God bless you Captn Tom.  Prayers of thanks from me.


----------



## JamesR (Feb 3, 2021)

SwingsitlikeHogan said:



			I think the general point that @Kellfire is alluding to is that of it being very important that 'fairness' across the board in what we do and we can do, needs to be seen to be maintained.  So all have to be very careful about making exceptions for specific individuals to important pandemic rules that we are having to live under.  There seem to be too many of us out there keen and willing to exploit any perceived 'hole' in the rules or 'inequality' in how the rules are applied.

God bless you Captn Tom.  Prayers of thanks from me.
		
Click to expand...

No, Kellfire is just posting controversial ideas to get a reaction.

Capn Tom broke no rules. Thus exploited nothing.

He was over 100, had 2 forms of cancer and was given the opportunity to enjoy his final years with a dream holiday.


----------



## SwingsitlikeHogan (Feb 3, 2021)

JamesR said:



			No, Kellfire is just posting controversial ideas to get a reaction.

Capn Tom broke no rules. Thus exploited nothing.

He was over 100, had 2 forms of cancer and was given the opportunity to enjoy his final years with a dream holiday.
		
Click to expand...

Yes I know - but some don't need much of an excuse.

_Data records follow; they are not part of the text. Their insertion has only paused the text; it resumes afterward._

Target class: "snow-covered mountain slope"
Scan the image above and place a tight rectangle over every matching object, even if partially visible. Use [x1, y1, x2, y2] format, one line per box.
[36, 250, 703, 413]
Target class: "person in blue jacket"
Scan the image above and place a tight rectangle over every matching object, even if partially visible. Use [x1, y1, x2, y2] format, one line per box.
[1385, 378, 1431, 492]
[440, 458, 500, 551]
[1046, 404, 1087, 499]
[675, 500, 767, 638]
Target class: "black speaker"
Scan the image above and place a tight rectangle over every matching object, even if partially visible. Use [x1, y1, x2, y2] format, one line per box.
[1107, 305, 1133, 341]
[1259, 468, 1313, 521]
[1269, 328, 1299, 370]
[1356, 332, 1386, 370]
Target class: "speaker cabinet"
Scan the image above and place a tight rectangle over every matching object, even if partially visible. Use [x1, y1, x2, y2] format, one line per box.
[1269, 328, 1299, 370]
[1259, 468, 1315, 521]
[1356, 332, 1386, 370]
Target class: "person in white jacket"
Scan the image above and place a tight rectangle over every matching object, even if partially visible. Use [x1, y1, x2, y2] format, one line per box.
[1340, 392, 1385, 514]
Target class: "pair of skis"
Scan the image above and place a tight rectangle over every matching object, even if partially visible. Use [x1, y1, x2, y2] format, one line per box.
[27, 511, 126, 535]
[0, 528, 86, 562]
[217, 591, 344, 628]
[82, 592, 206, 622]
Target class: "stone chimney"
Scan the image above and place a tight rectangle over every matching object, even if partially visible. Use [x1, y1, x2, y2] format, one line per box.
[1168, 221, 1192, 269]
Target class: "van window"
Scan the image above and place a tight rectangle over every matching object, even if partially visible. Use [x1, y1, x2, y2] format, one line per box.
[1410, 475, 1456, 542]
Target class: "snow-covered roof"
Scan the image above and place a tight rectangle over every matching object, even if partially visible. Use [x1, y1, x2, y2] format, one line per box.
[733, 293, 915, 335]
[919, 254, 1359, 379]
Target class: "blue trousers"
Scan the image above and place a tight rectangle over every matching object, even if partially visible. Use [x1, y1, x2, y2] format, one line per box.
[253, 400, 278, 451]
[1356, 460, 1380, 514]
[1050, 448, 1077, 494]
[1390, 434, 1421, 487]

As I said.  I think it a great mistake to frame such concerns in the context of Captn Tom.  I would happily frame them in another context but that would breach no-politics rule (and that I cannot do)

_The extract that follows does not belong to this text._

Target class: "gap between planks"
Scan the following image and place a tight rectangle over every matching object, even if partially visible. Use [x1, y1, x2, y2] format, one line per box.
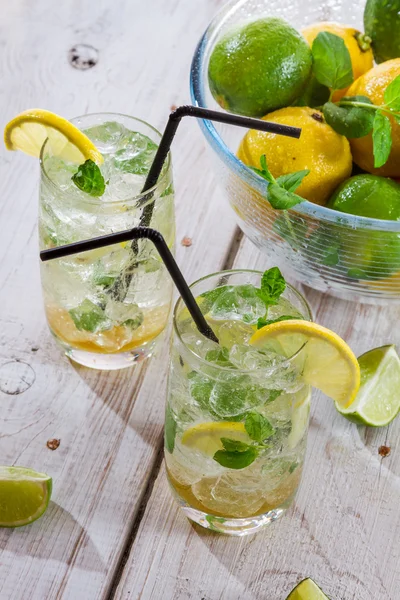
[105, 226, 244, 600]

What his passing highlighted to me - and me and Mrs talked about it this morning - is that the youngest anyone who saw active service in WW2 is going to be is about 92.  That generation is gradually going but we must never forget them - nor  as we sit with our struggles today - should we forget what *they *sacrificed for *us*.


----------



## Sats (Feb 3, 2021)

Sad news. RIP Captain Moore.


----------



## brendy (Feb 3, 2021)

Kellfire said:



			The holiday public funded holiday to Barbados has to be mentioned.
		
Click to expand...

Factually incorrect.

As a reward for his remarkable achievement, Captain Tom and his family were treated to a holiday to Barbados courtesy of British Airways and Visit Barbados. 
https://www.express.co.uk/news/uk/1...os-holiday-trip-captain-tom-moore-dead-latest
https://metro.co.uk/2021/02/02/capt...p-defended-by-star-who-sung-for-him-14005784/
https://www.independent.co.uk/voices/captain-tom-moore-covid-barbados-b1796365.html


----------



## Jamesbrown (Feb 3, 2021)

SwingsitlikeHogan said:



			I think the general point that @Kellfire is alluding to (and that IMO shouldn't be framed in the context of Capt Tom) is that of it being very important that 'fairness' across the board in what we do and we can do, needs to be seen to be maintained.  So all have to be very careful about making exceptions for specific individuals to important pandemic rules that we are having to live under.  There seem to be too many of us out there keen and willing to exploit any perceived 'hole' in the rules or 'inequality' in how the rules are applied.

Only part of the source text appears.